Das mittlere Einkommen der Kunstschaffenden beträgt 4500 Euro netto, bei Literaten gar nur 2600 Euro. Pro Jahr. Nicht pro Monat. Sicher, Künstler sind nicht die einzigen armen Hunde. Warum also sollte Restösterreich inkl. zuständiger Ministerin ausgerechnet der Hungerkünstler-Blues bekümmern? Weil - Antwort - unser Land seinen Ruf nicht witzigen Politikern, sondern der Kunst verdankt. Und weil es mehr als bedenklich ist, wenn sich nur mehr die Middle- und Upperclass leisten kann, Kunst zu machen.
Künstlerinnen verdienen übrigens noch viel weniger als Kunstmänner, obwohl sie über eine höhere Ausbildung verfügen. Dies ist allerdings kein rein österreichisches Phänomen: Europaweit sind 53 Prozent der Kunststudierenden weiblich, nur fünf Prozent der Lehrenden.

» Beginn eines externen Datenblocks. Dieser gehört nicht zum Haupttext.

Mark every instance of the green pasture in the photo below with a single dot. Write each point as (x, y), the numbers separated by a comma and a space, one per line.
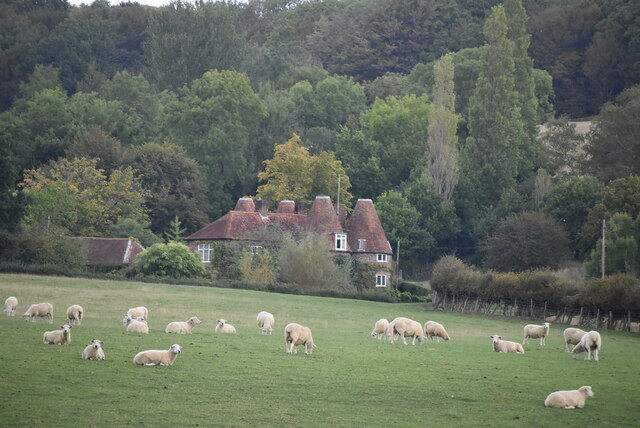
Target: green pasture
(246, 379)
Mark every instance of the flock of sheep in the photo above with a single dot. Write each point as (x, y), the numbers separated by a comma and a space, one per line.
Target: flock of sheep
(135, 320)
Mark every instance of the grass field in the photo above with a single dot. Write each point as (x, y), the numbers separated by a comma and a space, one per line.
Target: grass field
(246, 379)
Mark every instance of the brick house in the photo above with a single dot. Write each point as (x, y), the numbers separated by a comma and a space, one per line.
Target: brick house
(361, 235)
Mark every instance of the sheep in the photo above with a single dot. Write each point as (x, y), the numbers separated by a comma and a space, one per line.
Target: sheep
(75, 313)
(591, 342)
(500, 345)
(58, 337)
(224, 327)
(572, 336)
(380, 328)
(138, 325)
(266, 322)
(534, 331)
(434, 329)
(10, 306)
(296, 334)
(39, 310)
(155, 358)
(569, 399)
(182, 327)
(93, 351)
(405, 327)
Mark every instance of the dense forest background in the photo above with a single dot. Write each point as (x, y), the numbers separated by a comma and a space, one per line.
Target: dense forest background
(116, 119)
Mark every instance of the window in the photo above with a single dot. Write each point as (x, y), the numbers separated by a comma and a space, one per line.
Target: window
(205, 251)
(341, 241)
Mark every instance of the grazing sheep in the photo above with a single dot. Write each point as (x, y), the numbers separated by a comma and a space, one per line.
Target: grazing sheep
(569, 399)
(296, 334)
(266, 322)
(380, 328)
(58, 337)
(434, 329)
(75, 313)
(10, 306)
(39, 310)
(572, 336)
(182, 327)
(155, 358)
(94, 351)
(405, 327)
(534, 331)
(591, 342)
(506, 346)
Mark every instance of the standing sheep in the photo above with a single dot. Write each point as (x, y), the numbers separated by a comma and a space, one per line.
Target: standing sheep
(58, 337)
(590, 342)
(224, 327)
(182, 327)
(506, 346)
(296, 334)
(569, 399)
(534, 331)
(434, 329)
(380, 328)
(74, 314)
(93, 351)
(10, 306)
(405, 327)
(155, 358)
(39, 310)
(266, 322)
(572, 336)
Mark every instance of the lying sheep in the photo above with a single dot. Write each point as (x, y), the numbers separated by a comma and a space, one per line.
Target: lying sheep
(182, 327)
(572, 336)
(58, 337)
(75, 313)
(295, 335)
(380, 328)
(534, 331)
(266, 322)
(569, 399)
(506, 346)
(39, 310)
(155, 358)
(591, 342)
(405, 327)
(94, 351)
(434, 329)
(10, 306)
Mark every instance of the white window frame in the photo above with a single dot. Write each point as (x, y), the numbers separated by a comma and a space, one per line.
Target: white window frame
(205, 251)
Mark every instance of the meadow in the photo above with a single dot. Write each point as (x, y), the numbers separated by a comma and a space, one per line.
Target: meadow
(247, 379)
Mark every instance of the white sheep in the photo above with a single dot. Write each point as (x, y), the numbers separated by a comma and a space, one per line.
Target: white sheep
(380, 328)
(39, 310)
(506, 346)
(93, 351)
(534, 331)
(138, 325)
(295, 335)
(405, 327)
(435, 329)
(75, 314)
(572, 336)
(155, 358)
(591, 342)
(10, 306)
(569, 399)
(58, 337)
(266, 322)
(182, 327)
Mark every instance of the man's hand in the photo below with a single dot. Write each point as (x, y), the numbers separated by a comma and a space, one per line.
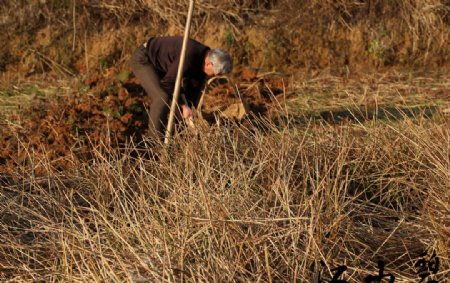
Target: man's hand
(187, 112)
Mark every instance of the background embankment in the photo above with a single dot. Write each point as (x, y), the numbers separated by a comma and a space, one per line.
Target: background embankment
(78, 36)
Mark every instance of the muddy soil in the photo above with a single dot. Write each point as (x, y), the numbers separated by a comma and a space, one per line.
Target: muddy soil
(112, 112)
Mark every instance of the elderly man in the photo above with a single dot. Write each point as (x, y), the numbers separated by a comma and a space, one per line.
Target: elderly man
(155, 64)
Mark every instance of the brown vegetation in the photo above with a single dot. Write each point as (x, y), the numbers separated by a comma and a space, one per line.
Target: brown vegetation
(286, 178)
(73, 37)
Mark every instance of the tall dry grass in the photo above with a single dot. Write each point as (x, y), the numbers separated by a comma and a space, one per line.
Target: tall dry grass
(262, 203)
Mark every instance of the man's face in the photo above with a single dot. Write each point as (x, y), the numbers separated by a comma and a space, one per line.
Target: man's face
(209, 68)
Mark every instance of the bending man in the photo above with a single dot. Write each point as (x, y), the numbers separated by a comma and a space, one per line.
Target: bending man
(155, 64)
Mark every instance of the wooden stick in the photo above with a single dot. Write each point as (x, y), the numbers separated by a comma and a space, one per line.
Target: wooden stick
(176, 91)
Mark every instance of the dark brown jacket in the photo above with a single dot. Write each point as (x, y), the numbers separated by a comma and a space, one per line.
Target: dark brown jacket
(164, 55)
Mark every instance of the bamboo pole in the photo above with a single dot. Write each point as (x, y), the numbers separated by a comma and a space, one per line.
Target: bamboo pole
(176, 91)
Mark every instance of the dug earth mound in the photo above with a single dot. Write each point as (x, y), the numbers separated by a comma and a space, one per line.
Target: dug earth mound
(113, 112)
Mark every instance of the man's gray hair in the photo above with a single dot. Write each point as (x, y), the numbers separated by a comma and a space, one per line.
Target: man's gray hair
(221, 60)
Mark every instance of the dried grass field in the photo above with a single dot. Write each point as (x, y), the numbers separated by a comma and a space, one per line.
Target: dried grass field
(298, 170)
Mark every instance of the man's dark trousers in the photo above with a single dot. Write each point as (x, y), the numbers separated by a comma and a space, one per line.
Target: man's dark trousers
(149, 80)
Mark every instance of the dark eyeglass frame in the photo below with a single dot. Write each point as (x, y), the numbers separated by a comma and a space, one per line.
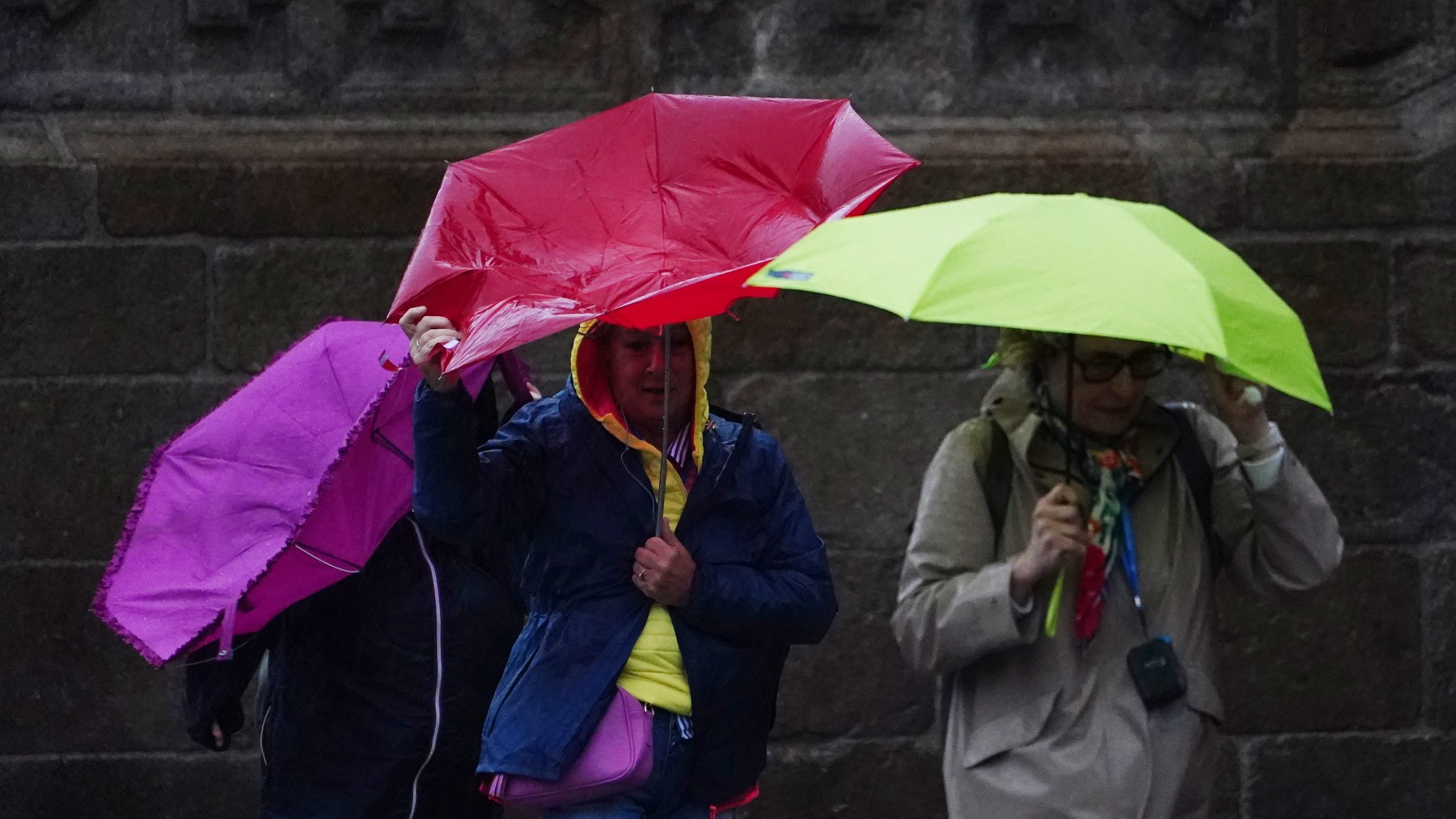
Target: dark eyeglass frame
(1141, 365)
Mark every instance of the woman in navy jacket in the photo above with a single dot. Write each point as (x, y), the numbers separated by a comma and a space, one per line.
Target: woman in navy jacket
(735, 578)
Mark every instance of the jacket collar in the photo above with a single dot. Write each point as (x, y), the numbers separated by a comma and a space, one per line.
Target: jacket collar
(1009, 403)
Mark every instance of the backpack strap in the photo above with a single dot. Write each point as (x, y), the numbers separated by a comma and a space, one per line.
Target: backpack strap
(997, 478)
(1199, 473)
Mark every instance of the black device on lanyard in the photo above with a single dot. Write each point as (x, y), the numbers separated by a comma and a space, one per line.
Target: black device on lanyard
(1155, 668)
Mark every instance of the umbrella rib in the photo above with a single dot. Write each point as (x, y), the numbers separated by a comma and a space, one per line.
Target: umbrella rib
(657, 178)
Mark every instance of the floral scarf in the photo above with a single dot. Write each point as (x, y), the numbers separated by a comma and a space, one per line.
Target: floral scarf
(1114, 476)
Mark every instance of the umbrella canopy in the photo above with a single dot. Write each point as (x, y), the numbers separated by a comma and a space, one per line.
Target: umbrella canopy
(645, 214)
(1062, 264)
(281, 491)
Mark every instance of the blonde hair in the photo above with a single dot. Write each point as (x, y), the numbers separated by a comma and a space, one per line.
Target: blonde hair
(1021, 349)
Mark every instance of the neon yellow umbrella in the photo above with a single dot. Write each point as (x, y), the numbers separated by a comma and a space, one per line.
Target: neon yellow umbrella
(1062, 264)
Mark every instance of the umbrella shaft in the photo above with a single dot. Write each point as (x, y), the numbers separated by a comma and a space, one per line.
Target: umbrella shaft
(662, 471)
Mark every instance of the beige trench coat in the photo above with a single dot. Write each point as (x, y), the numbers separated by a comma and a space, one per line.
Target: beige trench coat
(1037, 728)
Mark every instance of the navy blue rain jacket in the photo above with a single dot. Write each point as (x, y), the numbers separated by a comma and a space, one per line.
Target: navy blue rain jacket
(574, 504)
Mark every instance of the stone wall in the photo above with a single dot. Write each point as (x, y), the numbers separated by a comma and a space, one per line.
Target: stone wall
(188, 185)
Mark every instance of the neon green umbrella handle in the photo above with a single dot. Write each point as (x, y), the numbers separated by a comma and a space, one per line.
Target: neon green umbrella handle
(1055, 606)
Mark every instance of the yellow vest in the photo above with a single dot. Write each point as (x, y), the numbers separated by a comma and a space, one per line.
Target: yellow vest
(654, 669)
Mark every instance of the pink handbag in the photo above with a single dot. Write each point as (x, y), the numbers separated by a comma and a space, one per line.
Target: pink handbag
(618, 758)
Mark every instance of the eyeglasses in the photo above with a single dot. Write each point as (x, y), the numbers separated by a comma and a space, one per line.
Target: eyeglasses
(1103, 367)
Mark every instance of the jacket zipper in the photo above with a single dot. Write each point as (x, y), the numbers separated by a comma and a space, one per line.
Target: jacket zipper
(440, 669)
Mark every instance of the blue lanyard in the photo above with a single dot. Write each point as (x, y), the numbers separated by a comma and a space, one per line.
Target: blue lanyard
(1128, 555)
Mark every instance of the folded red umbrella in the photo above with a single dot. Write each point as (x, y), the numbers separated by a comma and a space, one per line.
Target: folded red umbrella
(651, 213)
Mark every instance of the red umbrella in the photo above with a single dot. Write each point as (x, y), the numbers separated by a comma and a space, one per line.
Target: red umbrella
(647, 214)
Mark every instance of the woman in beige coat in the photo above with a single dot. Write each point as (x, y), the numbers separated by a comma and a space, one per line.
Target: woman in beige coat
(1043, 717)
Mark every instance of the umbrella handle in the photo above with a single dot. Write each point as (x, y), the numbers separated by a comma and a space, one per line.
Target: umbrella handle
(225, 642)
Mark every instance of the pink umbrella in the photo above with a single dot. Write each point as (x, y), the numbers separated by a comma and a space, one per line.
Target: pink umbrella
(281, 491)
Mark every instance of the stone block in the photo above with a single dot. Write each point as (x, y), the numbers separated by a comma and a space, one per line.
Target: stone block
(1370, 777)
(43, 201)
(74, 457)
(63, 54)
(1346, 656)
(405, 56)
(1436, 185)
(1441, 639)
(886, 60)
(73, 686)
(939, 181)
(1056, 56)
(1228, 784)
(1359, 32)
(804, 331)
(1310, 194)
(1426, 281)
(129, 309)
(269, 198)
(859, 442)
(269, 297)
(1203, 191)
(222, 786)
(1339, 289)
(853, 682)
(1383, 460)
(852, 779)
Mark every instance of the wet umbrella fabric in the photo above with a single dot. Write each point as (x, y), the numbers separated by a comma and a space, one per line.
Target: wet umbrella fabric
(284, 489)
(647, 214)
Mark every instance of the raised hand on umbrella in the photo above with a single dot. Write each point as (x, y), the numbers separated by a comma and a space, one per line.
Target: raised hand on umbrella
(425, 335)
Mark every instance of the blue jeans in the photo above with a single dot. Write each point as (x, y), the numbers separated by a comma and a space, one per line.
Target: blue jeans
(662, 797)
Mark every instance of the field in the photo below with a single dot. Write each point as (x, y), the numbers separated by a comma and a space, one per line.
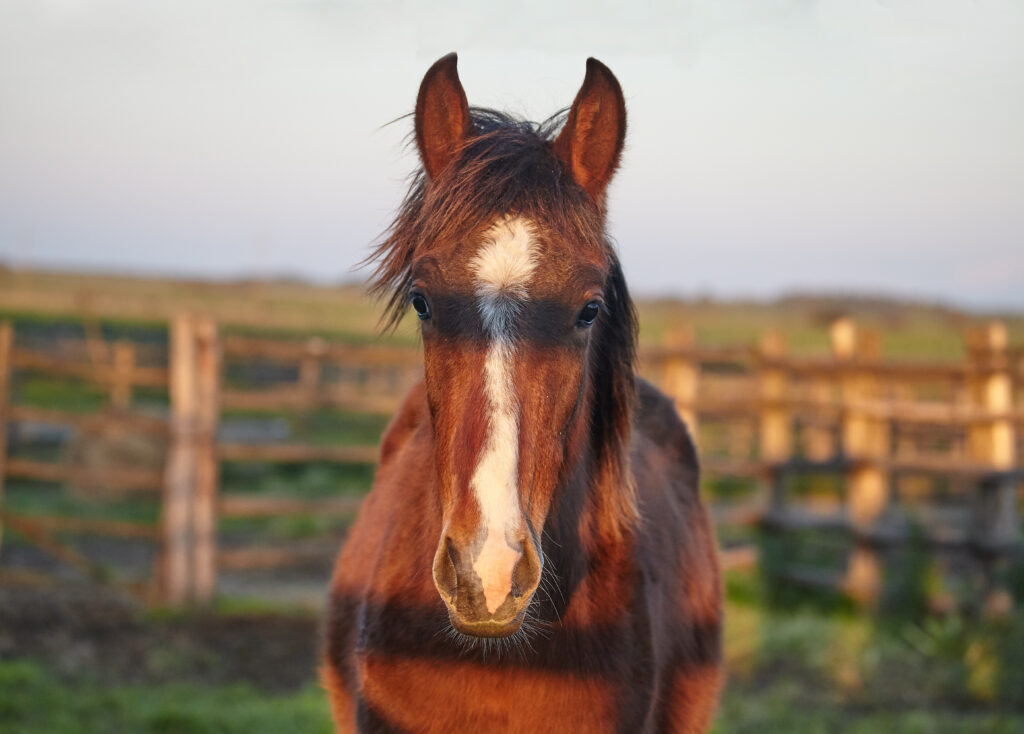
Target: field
(76, 658)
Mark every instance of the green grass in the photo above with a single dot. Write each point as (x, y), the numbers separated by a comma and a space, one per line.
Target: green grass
(35, 700)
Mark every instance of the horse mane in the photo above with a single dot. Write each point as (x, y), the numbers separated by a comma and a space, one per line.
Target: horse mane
(507, 165)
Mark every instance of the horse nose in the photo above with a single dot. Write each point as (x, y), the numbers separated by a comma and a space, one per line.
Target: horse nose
(486, 585)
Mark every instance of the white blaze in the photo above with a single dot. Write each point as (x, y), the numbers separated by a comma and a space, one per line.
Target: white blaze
(502, 270)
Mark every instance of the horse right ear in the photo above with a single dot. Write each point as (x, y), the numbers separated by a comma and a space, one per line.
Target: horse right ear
(441, 116)
(592, 140)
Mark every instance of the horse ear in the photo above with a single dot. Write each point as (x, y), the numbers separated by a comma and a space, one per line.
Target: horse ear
(591, 142)
(441, 116)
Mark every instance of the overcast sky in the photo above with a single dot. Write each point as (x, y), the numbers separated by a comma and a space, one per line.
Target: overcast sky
(773, 144)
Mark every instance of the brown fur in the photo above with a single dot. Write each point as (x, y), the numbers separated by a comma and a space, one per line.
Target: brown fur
(624, 632)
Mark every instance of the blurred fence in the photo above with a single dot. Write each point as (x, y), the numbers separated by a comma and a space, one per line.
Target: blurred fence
(864, 451)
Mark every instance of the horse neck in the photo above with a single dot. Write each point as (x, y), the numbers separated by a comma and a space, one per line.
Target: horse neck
(594, 515)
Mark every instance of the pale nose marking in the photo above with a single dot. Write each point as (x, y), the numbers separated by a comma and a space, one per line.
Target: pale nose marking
(502, 271)
(495, 565)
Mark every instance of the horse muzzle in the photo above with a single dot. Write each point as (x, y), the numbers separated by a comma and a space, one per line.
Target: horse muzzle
(488, 584)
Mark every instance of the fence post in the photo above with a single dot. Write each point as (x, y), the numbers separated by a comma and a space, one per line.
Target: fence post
(309, 372)
(775, 430)
(864, 441)
(6, 342)
(124, 365)
(208, 361)
(179, 481)
(682, 374)
(991, 442)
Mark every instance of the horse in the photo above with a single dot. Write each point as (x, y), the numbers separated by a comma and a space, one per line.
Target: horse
(534, 555)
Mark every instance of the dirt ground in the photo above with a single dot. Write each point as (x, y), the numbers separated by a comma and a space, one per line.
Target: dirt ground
(85, 631)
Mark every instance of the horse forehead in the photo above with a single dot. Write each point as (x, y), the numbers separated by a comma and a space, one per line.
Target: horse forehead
(517, 257)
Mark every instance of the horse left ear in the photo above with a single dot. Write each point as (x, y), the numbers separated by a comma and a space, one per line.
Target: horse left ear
(591, 142)
(441, 116)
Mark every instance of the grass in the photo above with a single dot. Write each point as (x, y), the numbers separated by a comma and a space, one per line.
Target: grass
(806, 670)
(35, 699)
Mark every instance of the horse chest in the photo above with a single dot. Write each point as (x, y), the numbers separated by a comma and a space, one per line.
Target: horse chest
(451, 695)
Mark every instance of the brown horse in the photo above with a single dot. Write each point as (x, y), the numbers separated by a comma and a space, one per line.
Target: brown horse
(534, 555)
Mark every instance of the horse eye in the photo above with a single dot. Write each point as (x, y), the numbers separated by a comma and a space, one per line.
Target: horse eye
(421, 306)
(589, 313)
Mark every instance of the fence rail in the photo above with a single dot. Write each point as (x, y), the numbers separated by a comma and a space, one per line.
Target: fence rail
(762, 415)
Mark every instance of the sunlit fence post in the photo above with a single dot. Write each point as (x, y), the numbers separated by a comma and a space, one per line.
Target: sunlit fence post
(6, 339)
(865, 445)
(991, 442)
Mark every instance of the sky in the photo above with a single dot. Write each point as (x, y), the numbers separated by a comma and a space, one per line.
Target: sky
(841, 146)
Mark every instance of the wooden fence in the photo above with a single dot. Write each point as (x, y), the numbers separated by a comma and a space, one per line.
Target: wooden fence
(763, 416)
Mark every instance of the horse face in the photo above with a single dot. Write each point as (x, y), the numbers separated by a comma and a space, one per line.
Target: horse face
(507, 306)
(506, 325)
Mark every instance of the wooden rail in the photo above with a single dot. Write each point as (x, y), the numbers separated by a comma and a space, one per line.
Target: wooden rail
(778, 416)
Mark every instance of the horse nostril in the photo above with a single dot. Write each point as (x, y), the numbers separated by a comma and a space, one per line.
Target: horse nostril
(526, 574)
(445, 577)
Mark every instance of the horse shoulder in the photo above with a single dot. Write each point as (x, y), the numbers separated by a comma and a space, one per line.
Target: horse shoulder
(400, 448)
(679, 550)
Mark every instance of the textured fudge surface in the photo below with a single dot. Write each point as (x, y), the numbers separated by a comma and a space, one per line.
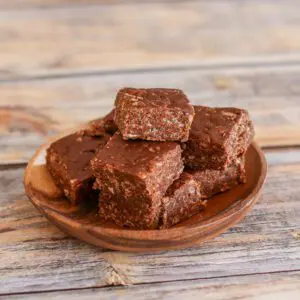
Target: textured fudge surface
(68, 161)
(217, 136)
(133, 177)
(182, 200)
(102, 126)
(153, 114)
(216, 181)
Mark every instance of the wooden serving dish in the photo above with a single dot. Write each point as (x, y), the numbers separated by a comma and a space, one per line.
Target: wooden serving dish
(223, 211)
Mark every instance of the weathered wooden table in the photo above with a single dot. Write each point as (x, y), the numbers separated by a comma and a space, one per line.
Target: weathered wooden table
(61, 63)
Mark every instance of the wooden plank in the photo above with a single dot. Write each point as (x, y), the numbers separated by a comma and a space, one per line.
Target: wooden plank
(31, 110)
(76, 38)
(260, 286)
(35, 256)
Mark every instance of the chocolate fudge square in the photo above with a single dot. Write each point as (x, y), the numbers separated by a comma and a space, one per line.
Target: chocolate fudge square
(153, 114)
(217, 136)
(68, 161)
(133, 176)
(216, 181)
(182, 200)
(102, 126)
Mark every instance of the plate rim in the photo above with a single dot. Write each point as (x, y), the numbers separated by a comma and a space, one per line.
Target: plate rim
(239, 208)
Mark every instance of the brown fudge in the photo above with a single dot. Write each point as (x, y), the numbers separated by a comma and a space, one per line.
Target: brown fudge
(182, 200)
(217, 136)
(153, 114)
(99, 127)
(68, 161)
(133, 177)
(216, 181)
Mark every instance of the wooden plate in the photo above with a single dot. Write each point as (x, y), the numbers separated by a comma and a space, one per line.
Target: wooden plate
(223, 211)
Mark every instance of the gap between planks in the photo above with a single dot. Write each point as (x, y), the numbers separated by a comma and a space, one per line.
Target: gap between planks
(203, 279)
(279, 63)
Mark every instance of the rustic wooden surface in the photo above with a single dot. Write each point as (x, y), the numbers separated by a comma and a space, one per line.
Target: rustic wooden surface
(61, 63)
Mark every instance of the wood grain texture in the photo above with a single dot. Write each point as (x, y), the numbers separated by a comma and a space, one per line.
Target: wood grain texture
(77, 37)
(261, 286)
(223, 211)
(35, 256)
(31, 110)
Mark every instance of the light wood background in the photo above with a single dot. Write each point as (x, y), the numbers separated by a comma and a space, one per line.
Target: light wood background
(61, 63)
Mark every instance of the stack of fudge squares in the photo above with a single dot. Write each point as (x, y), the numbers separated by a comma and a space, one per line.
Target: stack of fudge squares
(155, 159)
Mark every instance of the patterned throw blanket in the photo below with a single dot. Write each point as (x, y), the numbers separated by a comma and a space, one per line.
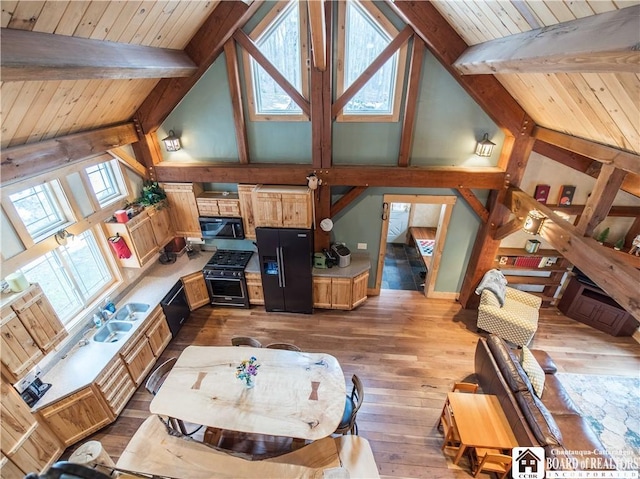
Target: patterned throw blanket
(494, 281)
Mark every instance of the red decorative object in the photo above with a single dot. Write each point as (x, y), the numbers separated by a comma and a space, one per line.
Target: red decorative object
(542, 193)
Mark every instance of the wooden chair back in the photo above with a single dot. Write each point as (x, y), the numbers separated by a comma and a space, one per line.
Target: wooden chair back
(465, 387)
(157, 377)
(245, 341)
(498, 463)
(285, 346)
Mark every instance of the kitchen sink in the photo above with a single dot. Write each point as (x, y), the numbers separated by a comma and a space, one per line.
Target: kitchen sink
(112, 332)
(129, 312)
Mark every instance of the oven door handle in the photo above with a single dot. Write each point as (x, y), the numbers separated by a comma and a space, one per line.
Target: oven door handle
(281, 269)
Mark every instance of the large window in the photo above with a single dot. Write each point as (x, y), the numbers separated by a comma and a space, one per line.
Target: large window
(106, 182)
(71, 276)
(281, 38)
(40, 209)
(363, 33)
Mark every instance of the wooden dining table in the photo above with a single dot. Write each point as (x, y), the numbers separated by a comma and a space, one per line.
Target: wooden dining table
(481, 422)
(296, 394)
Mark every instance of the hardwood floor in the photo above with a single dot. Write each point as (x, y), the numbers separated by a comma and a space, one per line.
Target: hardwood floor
(408, 350)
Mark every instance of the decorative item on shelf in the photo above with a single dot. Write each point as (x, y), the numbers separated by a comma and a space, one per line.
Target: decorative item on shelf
(247, 371)
(603, 235)
(62, 236)
(485, 146)
(532, 246)
(542, 193)
(566, 195)
(172, 142)
(534, 221)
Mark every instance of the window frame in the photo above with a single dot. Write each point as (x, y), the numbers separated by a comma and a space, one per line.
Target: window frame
(259, 29)
(340, 64)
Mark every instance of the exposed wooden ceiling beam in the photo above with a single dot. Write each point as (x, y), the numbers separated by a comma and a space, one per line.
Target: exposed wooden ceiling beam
(607, 42)
(295, 174)
(317, 25)
(623, 160)
(28, 55)
(203, 49)
(631, 183)
(28, 160)
(246, 43)
(446, 45)
(601, 264)
(601, 199)
(371, 70)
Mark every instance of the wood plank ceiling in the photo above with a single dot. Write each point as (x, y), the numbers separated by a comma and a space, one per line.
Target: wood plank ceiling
(38, 110)
(602, 106)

Alles also ganz wie im wirklichen Leben, nur schlechter. Oder, wie es die Künstlerin Elke Krystufek einmal treffend formuliert hat: "Das Leben ist voller Ungerechtigkeiten. Und auch die Kunst ist nicht fair." (Andrea Schurian, DER STANDARD/Printausgabe, 28.01.2009)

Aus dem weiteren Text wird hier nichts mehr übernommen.